Researchers asked 59 low-risk pregnant women to complete questionnaires assessing pregnancy-specific depression and anxiety before completing either an eight-week yoga course or assuming normal treatment. Those randomly selected for the yoga group also completed anxiety and stress hormone assessments at their first and last yoga session. Researchers found reduced anxiety after one session of yoga, which maintained throughout the eight-week course. 

Intermountain Mckay-Dee Hospital Center offers a yoga course to help pre-and postnatal women adapt to the emotional and physical effects of pregnancy which could lead to poor mental health. The 12-week course costs $60, and is open to all women, pregnant or not. Sheila Smith, the instructor of the course, said most people are familiar with yoga as a laid-back form of exercise, making it attractive to women during pregnancy. 

“It doesn't seem overwhelming to them,” Smith said. “They know it’s going to be more gentle with their body, especially during pregnancy. The intimidation factor is taken out of it...Most people feel very comfortable with yoga.”

Smith said yoga is a therapeutic form of exercise because it releases negative tension in the body through the poses, but also the mind through meditation and relaxation.

 “Our society is a very active society; we’re always on the go,” she said. “We really don’t take time for ourselves during the day to be quiet and be still, and that’s often what our bodies and minds need, that chance to reconnect with each other by being still...When that happens, the body just naturally starts to settle, and the body and the brain feel better.”
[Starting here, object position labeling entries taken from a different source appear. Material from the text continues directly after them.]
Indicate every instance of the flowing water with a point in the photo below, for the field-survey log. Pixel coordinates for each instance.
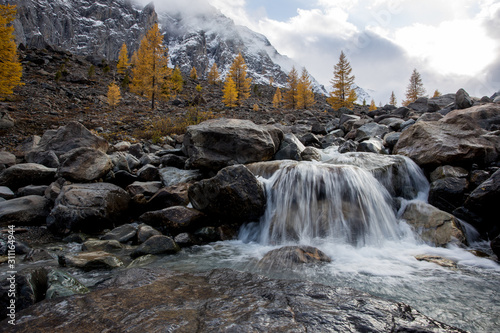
(348, 208)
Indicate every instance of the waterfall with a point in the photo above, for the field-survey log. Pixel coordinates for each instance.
(308, 200)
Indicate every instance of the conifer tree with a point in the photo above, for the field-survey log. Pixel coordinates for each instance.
(305, 94)
(393, 100)
(114, 95)
(123, 62)
(238, 72)
(176, 80)
(290, 96)
(277, 99)
(230, 98)
(343, 94)
(213, 75)
(150, 71)
(415, 88)
(10, 68)
(193, 74)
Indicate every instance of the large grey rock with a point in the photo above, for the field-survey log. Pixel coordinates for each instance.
(234, 194)
(223, 300)
(21, 175)
(84, 165)
(433, 225)
(88, 208)
(215, 144)
(73, 135)
(25, 211)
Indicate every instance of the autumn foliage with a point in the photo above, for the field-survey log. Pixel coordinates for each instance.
(10, 67)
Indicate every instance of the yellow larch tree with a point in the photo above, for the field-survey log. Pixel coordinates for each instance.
(343, 94)
(11, 69)
(277, 99)
(213, 75)
(290, 95)
(123, 62)
(230, 98)
(114, 95)
(150, 72)
(193, 74)
(238, 73)
(415, 88)
(305, 94)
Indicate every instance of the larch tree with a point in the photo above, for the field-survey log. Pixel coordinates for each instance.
(123, 61)
(238, 73)
(343, 94)
(193, 74)
(11, 69)
(415, 88)
(230, 98)
(277, 99)
(305, 94)
(393, 100)
(290, 96)
(114, 95)
(151, 71)
(213, 75)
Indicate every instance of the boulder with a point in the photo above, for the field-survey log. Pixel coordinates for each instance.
(234, 194)
(21, 175)
(156, 245)
(84, 165)
(174, 220)
(89, 261)
(217, 143)
(463, 100)
(441, 143)
(73, 135)
(26, 211)
(433, 225)
(88, 208)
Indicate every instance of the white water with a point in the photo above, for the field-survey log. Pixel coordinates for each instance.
(347, 213)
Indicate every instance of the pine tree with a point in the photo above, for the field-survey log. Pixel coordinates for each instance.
(176, 80)
(213, 75)
(343, 94)
(10, 68)
(193, 74)
(393, 100)
(305, 94)
(277, 99)
(114, 95)
(123, 62)
(415, 88)
(290, 96)
(373, 106)
(238, 72)
(150, 71)
(230, 98)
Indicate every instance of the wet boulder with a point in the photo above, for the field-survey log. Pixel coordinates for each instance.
(84, 165)
(233, 194)
(88, 207)
(433, 225)
(215, 144)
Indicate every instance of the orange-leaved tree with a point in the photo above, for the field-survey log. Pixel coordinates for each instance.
(238, 73)
(10, 68)
(415, 88)
(343, 94)
(150, 71)
(305, 94)
(290, 96)
(123, 62)
(230, 98)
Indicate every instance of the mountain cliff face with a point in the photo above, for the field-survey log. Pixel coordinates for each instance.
(100, 27)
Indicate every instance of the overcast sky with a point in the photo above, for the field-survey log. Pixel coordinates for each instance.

 Stephanie DeTar, owner of Lotus Yoga and Dance Studio in Ogden, said most studios in Ogden don’t offer prenatal yoga, hers included. She finds expecting women in all of her classes, but often suggests restorative Yin yoga for its relaxing properties; positions are held for three to five minutes, stretching the body’s connective tissues in the hips, thighs and lower spine.

“We’re focusing on the breath work,” DeTar said. “The breath is where the connection is. Expanding with the breath brings oxygen to the brain and to the body, which brings that dome of relaxation and clarity.”

DeTar said restorative yoga is an interaction with the parasympathetic nervous system, which slows heart rate and relaxes sphincter muscles. She feels that anyone who participates in yoga will experience a better connection to their body, and will have a better ability to deal with the stress.

“There’s just this overall bubble of calm, clarity and even strength to handle things in everyday life; the practice goes off the mat.” she said. “I feel like women find that they can manage their lives a little bit better with the tools yoga offers.”

Although women should consult their doctor before starting an exercise program while pregnant, Dr. Alex Larson, OB-GYN at the Ogden Clinic Women’s Center, said he recommends antenatal exercise because of the physical health benefits during and after pregnancy.

“From what I know about yoga, there is a lot of flexibly and core strength involved, and that really helps with the recovery,” Larson said. “If you go into a delivery in good shape, you come out with less pain and a quicker recovery... It does make a difference.” 

Physical discomfort might contribute to the anxiety and depression some women may feel during pregnancy, Larson said. Strengthening the muscles in the pelvic area may alleviate discomfort for some women. 

“If all the muscles in your core are in good tone, as it were, theoretically, you have less pain and less discomfort during pregnancy,” he said. 

Smith said she sees positive reactions from the women attending her prenatal yoga classes. Although busy schedules can complicate the ability to exercise, she said it’s important to take some time out to better the mind and the body.

“You can tell a physical change; you just see it in their face and in the way they carry their bodies,” Smith said. “They’re a lot more relaxed when they leave class. They’re more calm because we helped restore balance.”